My son-in-law, Kevin, is an affable fellow who lost his mother at a young age and refers to me as “mom.”  I am probably the closest thing to a maternal figure that he has ever known.  He is a supremely talented artist.  In fact,  98 percent of him is about his art, which ony leaves two percent for ambition and drive.  You do the math.  Did I mention that Rachael is stressed out?  It’s hard not to like Kevin when I base it on our interaction, and I love that he is an attentive father.  It’s a little more challenging at times when I observe him in the role of husband/provider, and for the sake of sanity and in the interest of being a non-meddling roomie, we will now close this topic.

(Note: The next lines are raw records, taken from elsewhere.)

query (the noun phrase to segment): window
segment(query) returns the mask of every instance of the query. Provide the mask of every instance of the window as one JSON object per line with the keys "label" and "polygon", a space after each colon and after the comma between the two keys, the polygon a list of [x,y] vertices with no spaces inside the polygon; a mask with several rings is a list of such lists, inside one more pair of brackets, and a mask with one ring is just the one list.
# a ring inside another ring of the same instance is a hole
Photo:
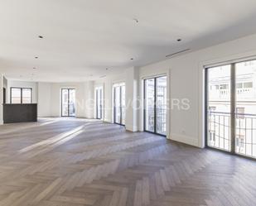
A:
{"label": "window", "polygon": [[252,82],[244,82],[244,88],[253,88],[253,83]]}
{"label": "window", "polygon": [[229,89],[229,84],[220,84],[220,89]]}
{"label": "window", "polygon": [[236,117],[240,119],[244,118],[244,108],[236,108]]}
{"label": "window", "polygon": [[215,112],[216,110],[216,107],[209,107],[209,112]]}
{"label": "window", "polygon": [[32,89],[11,88],[11,103],[31,103]]}

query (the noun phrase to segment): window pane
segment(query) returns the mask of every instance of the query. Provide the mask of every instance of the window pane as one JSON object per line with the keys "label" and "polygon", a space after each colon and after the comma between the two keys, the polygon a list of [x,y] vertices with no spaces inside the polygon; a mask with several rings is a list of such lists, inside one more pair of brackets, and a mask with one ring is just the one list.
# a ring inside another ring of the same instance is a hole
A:
{"label": "window pane", "polygon": [[230,69],[230,65],[208,69],[207,144],[225,151],[230,151],[231,143]]}
{"label": "window pane", "polygon": [[22,103],[31,103],[31,89],[22,89]]}
{"label": "window pane", "polygon": [[120,103],[120,89],[121,87],[114,87],[114,122],[121,124],[121,103]]}
{"label": "window pane", "polygon": [[167,77],[157,78],[157,133],[167,133]]}
{"label": "window pane", "polygon": [[155,79],[145,79],[145,130],[155,132]]}
{"label": "window pane", "polygon": [[70,100],[69,100],[69,106],[70,106],[70,113],[69,116],[75,116],[75,90],[70,89]]}
{"label": "window pane", "polygon": [[22,103],[22,89],[12,88],[11,103]]}
{"label": "window pane", "polygon": [[236,129],[235,151],[256,158],[256,60],[235,65]]}
{"label": "window pane", "polygon": [[121,124],[125,124],[125,86],[121,86]]}
{"label": "window pane", "polygon": [[67,117],[69,116],[69,90],[62,89],[62,109],[61,116]]}

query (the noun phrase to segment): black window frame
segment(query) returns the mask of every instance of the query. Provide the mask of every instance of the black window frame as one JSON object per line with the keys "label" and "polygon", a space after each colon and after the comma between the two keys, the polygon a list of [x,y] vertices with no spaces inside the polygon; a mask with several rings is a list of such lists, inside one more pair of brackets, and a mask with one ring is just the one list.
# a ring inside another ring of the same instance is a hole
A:
{"label": "black window frame", "polygon": [[[143,79],[143,130],[144,130],[144,132],[166,137],[167,134],[161,134],[161,133],[157,132],[157,79],[161,78],[161,77],[167,77],[167,75],[166,75],[166,74]],[[146,129],[146,81],[148,80],[148,79],[154,79],[154,91],[155,92],[154,92],[154,131],[153,132],[147,131]],[[166,119],[167,119],[167,118],[166,118]]]}
{"label": "black window frame", "polygon": [[[21,91],[21,103],[20,103],[20,104],[23,104],[23,103],[22,103],[22,90],[23,89],[30,89],[31,90],[31,103],[32,103],[32,102],[33,102],[33,99],[32,99],[32,97],[33,97],[33,95],[32,95],[32,93],[33,93],[33,89],[32,89],[32,88],[26,88],[26,87],[11,87],[10,88],[10,103],[11,104],[12,104],[12,89],[20,89],[20,91]],[[19,103],[13,103],[13,104],[19,104]]]}

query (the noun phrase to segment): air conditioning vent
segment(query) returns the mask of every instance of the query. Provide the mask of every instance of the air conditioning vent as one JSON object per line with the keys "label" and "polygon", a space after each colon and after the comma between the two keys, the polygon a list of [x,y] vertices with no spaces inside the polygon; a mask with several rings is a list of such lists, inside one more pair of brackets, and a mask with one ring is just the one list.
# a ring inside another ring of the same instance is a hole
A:
{"label": "air conditioning vent", "polygon": [[172,56],[174,56],[174,55],[180,55],[180,54],[184,53],[184,52],[186,52],[186,51],[188,51],[188,50],[191,50],[191,49],[186,49],[186,50],[180,50],[180,51],[172,53],[172,54],[171,54],[171,55],[167,55],[166,57],[167,57],[167,57],[172,57]]}

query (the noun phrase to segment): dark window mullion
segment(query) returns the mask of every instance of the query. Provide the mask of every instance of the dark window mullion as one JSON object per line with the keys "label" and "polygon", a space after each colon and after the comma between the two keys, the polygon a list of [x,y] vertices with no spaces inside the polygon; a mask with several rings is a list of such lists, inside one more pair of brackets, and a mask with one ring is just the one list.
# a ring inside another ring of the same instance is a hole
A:
{"label": "dark window mullion", "polygon": [[154,132],[157,133],[157,78],[154,78]]}

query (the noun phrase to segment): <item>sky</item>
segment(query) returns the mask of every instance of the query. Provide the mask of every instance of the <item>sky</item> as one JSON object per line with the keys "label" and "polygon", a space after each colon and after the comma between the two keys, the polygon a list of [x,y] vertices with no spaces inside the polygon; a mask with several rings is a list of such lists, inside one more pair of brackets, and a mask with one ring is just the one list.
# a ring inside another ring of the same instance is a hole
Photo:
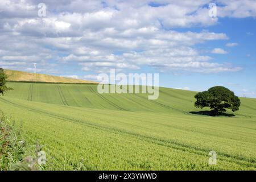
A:
{"label": "sky", "polygon": [[159,73],[161,86],[255,98],[255,18],[254,0],[1,0],[0,67]]}

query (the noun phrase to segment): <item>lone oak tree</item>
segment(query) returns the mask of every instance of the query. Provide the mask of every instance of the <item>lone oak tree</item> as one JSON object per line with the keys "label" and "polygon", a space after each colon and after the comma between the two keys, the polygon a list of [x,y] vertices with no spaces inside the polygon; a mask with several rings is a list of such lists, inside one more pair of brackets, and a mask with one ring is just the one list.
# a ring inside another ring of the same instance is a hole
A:
{"label": "lone oak tree", "polygon": [[7,82],[7,76],[3,71],[3,69],[0,68],[0,95],[9,90],[13,90],[11,88],[7,87],[6,84]]}
{"label": "lone oak tree", "polygon": [[199,92],[195,96],[196,101],[195,106],[203,108],[209,107],[212,115],[226,111],[230,109],[234,112],[239,110],[241,102],[234,92],[224,86],[217,86],[209,88],[208,91]]}

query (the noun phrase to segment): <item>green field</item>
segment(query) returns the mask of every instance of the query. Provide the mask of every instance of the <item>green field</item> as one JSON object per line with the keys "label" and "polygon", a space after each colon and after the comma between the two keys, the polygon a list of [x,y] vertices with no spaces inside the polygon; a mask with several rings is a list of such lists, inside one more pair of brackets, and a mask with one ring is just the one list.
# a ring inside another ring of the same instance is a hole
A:
{"label": "green field", "polygon": [[[104,94],[95,85],[8,83],[0,109],[45,145],[46,169],[256,169],[256,99],[234,117],[191,114],[196,92]],[[204,109],[207,110],[207,109]],[[229,114],[233,113],[228,111]],[[217,152],[217,165],[208,153]]]}

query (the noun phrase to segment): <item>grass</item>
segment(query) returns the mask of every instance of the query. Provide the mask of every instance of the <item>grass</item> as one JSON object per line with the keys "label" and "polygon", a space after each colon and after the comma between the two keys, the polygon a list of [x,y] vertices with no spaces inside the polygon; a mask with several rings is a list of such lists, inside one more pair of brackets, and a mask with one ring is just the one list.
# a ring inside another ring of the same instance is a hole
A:
{"label": "grass", "polygon": [[[256,169],[255,99],[213,117],[198,114],[190,91],[160,88],[148,100],[98,94],[94,85],[8,86],[0,109],[23,122],[27,142],[45,145],[46,169]],[[212,150],[217,165],[208,164]]]}
{"label": "grass", "polygon": [[43,82],[60,82],[60,83],[96,83],[94,81],[84,80],[73,79],[64,77],[55,76],[44,74],[35,74],[14,70],[5,69],[8,75],[8,80],[12,81],[32,81]]}

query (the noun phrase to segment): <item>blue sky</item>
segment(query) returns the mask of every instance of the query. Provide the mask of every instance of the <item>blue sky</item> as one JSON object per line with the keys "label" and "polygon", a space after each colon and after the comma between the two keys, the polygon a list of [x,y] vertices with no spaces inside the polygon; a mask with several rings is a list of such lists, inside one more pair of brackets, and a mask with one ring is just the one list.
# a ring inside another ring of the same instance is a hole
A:
{"label": "blue sky", "polygon": [[162,86],[256,97],[255,17],[253,0],[3,0],[0,67],[94,80],[159,73]]}

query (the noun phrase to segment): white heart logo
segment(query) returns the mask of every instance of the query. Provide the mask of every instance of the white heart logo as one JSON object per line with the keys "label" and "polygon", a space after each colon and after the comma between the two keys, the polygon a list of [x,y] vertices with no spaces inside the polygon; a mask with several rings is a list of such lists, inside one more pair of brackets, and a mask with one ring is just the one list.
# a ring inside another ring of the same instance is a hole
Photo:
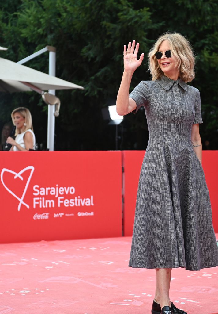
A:
{"label": "white heart logo", "polygon": [[[14,179],[16,179],[17,177],[20,179],[21,180],[23,181],[24,180],[24,178],[21,175],[22,173],[25,172],[27,170],[30,169],[31,171],[30,171],[30,173],[29,176],[29,178],[27,179],[26,183],[26,185],[24,188],[24,192],[23,193],[22,196],[21,198],[20,198],[19,197],[16,195],[16,194],[15,194],[11,190],[10,190],[9,188],[5,184],[4,181],[3,180],[3,174],[5,172],[9,172],[10,173],[12,173],[14,175]],[[20,207],[21,205],[23,204],[25,206],[26,206],[27,208],[29,208],[29,206],[27,204],[26,204],[25,203],[23,199],[24,198],[24,197],[25,196],[25,194],[26,194],[26,190],[27,189],[27,188],[28,187],[28,186],[29,185],[29,181],[30,181],[30,179],[32,177],[32,176],[33,175],[33,173],[34,171],[35,168],[33,166],[28,166],[28,167],[26,167],[22,170],[21,170],[19,172],[15,172],[14,171],[12,171],[12,170],[10,170],[9,169],[7,169],[6,168],[3,168],[3,169],[2,170],[2,172],[1,173],[1,180],[2,181],[2,183],[4,187],[6,189],[7,191],[9,192],[12,195],[14,196],[14,197],[18,199],[19,201],[19,205],[18,205],[18,211],[19,211],[20,209]]]}

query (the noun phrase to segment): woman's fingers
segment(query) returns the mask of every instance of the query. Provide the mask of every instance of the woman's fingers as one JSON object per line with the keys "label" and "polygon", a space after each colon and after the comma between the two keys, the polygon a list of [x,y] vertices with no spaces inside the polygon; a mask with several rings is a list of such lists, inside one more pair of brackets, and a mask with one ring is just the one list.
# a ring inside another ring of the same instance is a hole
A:
{"label": "woman's fingers", "polygon": [[[132,43],[131,41],[129,41],[127,48],[126,45],[125,45],[123,48],[124,55],[126,55],[127,53],[136,53],[137,55],[139,51],[139,44],[138,42],[137,43],[136,46],[136,48],[135,49],[135,45],[136,41],[135,40],[132,41]],[[134,49],[135,51],[134,51]]]}
{"label": "woman's fingers", "polygon": [[130,49],[130,53],[133,53],[134,52],[134,48],[135,47],[135,45],[136,44],[136,41],[135,40],[133,40],[132,41],[132,44],[131,46],[131,48]]}
{"label": "woman's fingers", "polygon": [[130,53],[130,48],[131,47],[131,41],[129,41],[129,43],[128,44],[128,46],[127,48],[127,50],[126,50],[127,53]]}
{"label": "woman's fingers", "polygon": [[138,53],[138,51],[139,51],[139,44],[138,42],[137,42],[136,44],[136,49],[135,49],[135,51],[134,53],[136,53],[136,55]]}
{"label": "woman's fingers", "polygon": [[144,53],[142,53],[141,54],[141,55],[140,56],[140,58],[139,58],[139,61],[141,61],[141,63],[142,62],[142,60],[144,59]]}

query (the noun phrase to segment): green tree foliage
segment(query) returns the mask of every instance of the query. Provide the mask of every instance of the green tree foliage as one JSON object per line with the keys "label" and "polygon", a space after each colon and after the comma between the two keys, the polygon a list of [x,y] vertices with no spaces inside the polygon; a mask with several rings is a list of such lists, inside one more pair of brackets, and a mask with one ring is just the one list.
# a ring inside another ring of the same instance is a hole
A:
{"label": "green tree foliage", "polygon": [[[123,45],[132,39],[146,56],[157,38],[167,31],[186,36],[196,56],[196,78],[204,123],[203,148],[217,149],[218,4],[215,0],[6,0],[0,10],[1,57],[17,62],[47,45],[57,49],[56,75],[81,85],[57,91],[60,114],[56,120],[56,149],[111,149],[114,127],[103,119],[101,109],[115,101],[122,72]],[[48,55],[25,65],[47,73]],[[146,57],[131,89],[149,80]],[[14,108],[29,108],[37,141],[46,141],[47,107],[33,92],[1,94],[2,124]],[[144,149],[148,139],[144,113],[130,114],[122,123],[123,149]],[[121,126],[120,126],[121,132]]]}

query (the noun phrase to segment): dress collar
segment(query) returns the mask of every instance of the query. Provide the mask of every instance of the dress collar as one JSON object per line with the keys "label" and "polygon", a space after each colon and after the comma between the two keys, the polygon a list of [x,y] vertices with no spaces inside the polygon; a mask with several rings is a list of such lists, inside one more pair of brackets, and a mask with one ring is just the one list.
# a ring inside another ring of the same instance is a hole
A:
{"label": "dress collar", "polygon": [[187,85],[181,78],[179,78],[177,80],[174,81],[174,80],[163,75],[160,78],[157,80],[156,81],[166,90],[168,90],[172,87],[174,82],[177,82],[186,92],[187,91]]}

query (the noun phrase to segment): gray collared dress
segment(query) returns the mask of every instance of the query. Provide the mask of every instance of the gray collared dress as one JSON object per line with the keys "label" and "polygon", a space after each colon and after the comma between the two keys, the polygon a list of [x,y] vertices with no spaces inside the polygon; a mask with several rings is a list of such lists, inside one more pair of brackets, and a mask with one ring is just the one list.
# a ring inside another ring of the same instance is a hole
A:
{"label": "gray collared dress", "polygon": [[130,95],[144,107],[149,138],[139,178],[129,266],[218,265],[210,197],[192,147],[193,123],[202,123],[199,90],[163,75],[142,81]]}

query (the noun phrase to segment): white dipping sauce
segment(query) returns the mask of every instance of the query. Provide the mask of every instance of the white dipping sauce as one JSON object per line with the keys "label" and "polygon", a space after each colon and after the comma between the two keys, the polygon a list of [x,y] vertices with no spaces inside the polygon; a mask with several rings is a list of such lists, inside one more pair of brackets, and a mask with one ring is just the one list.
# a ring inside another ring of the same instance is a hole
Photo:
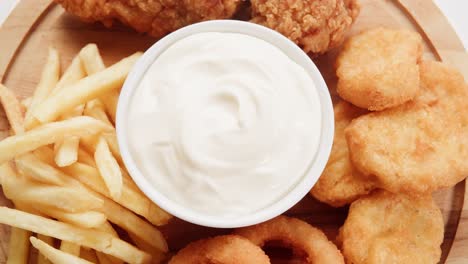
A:
{"label": "white dipping sauce", "polygon": [[321,110],[307,72],[280,49],[198,33],[165,50],[130,103],[129,145],[168,199],[236,217],[285,196],[315,159]]}

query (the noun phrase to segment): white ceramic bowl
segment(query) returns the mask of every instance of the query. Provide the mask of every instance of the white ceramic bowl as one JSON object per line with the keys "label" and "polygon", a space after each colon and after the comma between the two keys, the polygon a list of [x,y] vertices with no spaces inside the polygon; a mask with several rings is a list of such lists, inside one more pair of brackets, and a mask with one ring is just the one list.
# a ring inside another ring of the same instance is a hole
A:
{"label": "white ceramic bowl", "polygon": [[[138,87],[140,80],[151,64],[153,64],[153,62],[157,60],[158,56],[169,46],[180,39],[201,32],[241,33],[263,39],[273,44],[274,46],[281,49],[297,64],[302,66],[310,74],[317,88],[317,93],[321,103],[322,131],[317,153],[315,159],[312,162],[310,170],[296,184],[296,186],[279,201],[271,204],[266,208],[260,209],[255,213],[237,218],[226,219],[216,216],[203,215],[199,212],[191,210],[190,208],[183,207],[182,205],[172,201],[169,197],[166,197],[165,195],[158,192],[158,190],[153,187],[153,184],[150,184],[145,175],[141,173],[137,167],[128,145],[128,125],[126,123],[126,113],[128,113],[128,108],[133,92]],[[136,65],[131,70],[122,88],[117,107],[116,126],[117,138],[125,166],[127,167],[131,177],[138,185],[138,187],[153,202],[158,204],[161,208],[170,214],[194,224],[218,228],[236,228],[254,225],[274,218],[291,208],[310,191],[325,168],[325,164],[327,163],[328,157],[330,155],[333,143],[334,115],[330,93],[327,89],[325,81],[322,78],[322,75],[312,60],[297,45],[276,31],[260,25],[235,20],[214,20],[179,29],[156,42],[143,54],[143,56],[138,60]]]}

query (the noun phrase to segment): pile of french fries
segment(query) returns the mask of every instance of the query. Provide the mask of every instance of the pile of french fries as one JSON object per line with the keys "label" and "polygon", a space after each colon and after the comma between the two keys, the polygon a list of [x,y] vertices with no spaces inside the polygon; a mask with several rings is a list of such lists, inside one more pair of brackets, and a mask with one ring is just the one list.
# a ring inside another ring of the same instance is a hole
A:
{"label": "pile of french fries", "polygon": [[19,101],[0,85],[11,127],[0,141],[0,184],[15,206],[0,207],[0,223],[13,227],[7,263],[28,263],[30,245],[40,253],[38,263],[166,257],[156,226],[171,216],[131,180],[115,133],[119,89],[140,55],[106,68],[89,44],[60,76],[59,53],[50,49],[33,96]]}

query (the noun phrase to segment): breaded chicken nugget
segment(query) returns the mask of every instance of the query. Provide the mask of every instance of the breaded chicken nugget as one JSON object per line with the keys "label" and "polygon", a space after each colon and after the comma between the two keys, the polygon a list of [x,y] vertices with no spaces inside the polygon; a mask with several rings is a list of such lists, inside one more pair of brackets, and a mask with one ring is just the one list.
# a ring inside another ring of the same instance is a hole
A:
{"label": "breaded chicken nugget", "polygon": [[369,110],[383,110],[419,92],[423,42],[418,33],[377,28],[351,37],[338,56],[338,94]]}
{"label": "breaded chicken nugget", "polygon": [[303,254],[301,263],[304,264],[345,263],[341,252],[320,229],[297,218],[280,215],[258,225],[239,228],[234,233],[260,247],[279,241],[291,247],[293,253]]}
{"label": "breaded chicken nugget", "polygon": [[361,116],[345,130],[353,164],[391,192],[424,193],[468,176],[468,86],[439,62],[421,64],[412,102]]}
{"label": "breaded chicken nugget", "polygon": [[335,137],[327,166],[314,188],[312,196],[334,207],[352,203],[374,189],[375,183],[364,177],[351,164],[348,144],[344,135],[345,128],[354,118],[366,111],[341,101],[334,107]]}
{"label": "breaded chicken nugget", "polygon": [[280,32],[312,54],[341,44],[360,10],[357,0],[252,0],[251,4],[252,22]]}
{"label": "breaded chicken nugget", "polygon": [[263,250],[236,235],[217,236],[190,243],[169,264],[269,264]]}
{"label": "breaded chicken nugget", "polygon": [[346,263],[438,263],[444,221],[432,197],[376,191],[354,202],[338,239]]}

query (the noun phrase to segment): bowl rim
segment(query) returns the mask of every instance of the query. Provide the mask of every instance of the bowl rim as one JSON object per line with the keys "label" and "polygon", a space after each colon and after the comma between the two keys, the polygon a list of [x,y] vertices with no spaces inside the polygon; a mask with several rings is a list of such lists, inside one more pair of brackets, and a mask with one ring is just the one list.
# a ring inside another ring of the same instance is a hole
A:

Then there are the kids.  Katelyn, the five-year-old, attends a progressive private school where diversity is celebrated unless you hold Christian beliefs, and then censorship is strongly encouraged.  Recently the class did a unit on a holiday called “The Day of the Dead.”  Katelyn announced that she and her mommy and daddy would be likely to celebrate that holiday the next time it rolled around,  and that they would definitely celebrate it on my behalf when I died.  “I’ll be looking forward to that,” I responded.  I did say we were a sarcastic family, remember?  I don’t think my granddaughter picked up on that in her eagerness to have a familiar person bite the dust, thus making the holiday more meaningful.  Perhaps there will even be a piñata.

The truth is I am committed to each one of them, but sometimes I would like it to be from a distance, and I’m sure all the adults in the house feel the same way…about me and about each other.  Until some nice, financially secure, God loving widower comes along to rescue me from my present predicament you will find me here in San Francisco where little cable cars climb halfway to the stars , firmly entrenched in my role as resident matriarch while attempting to delay playing a  starring role in the Day of The Dead celebration.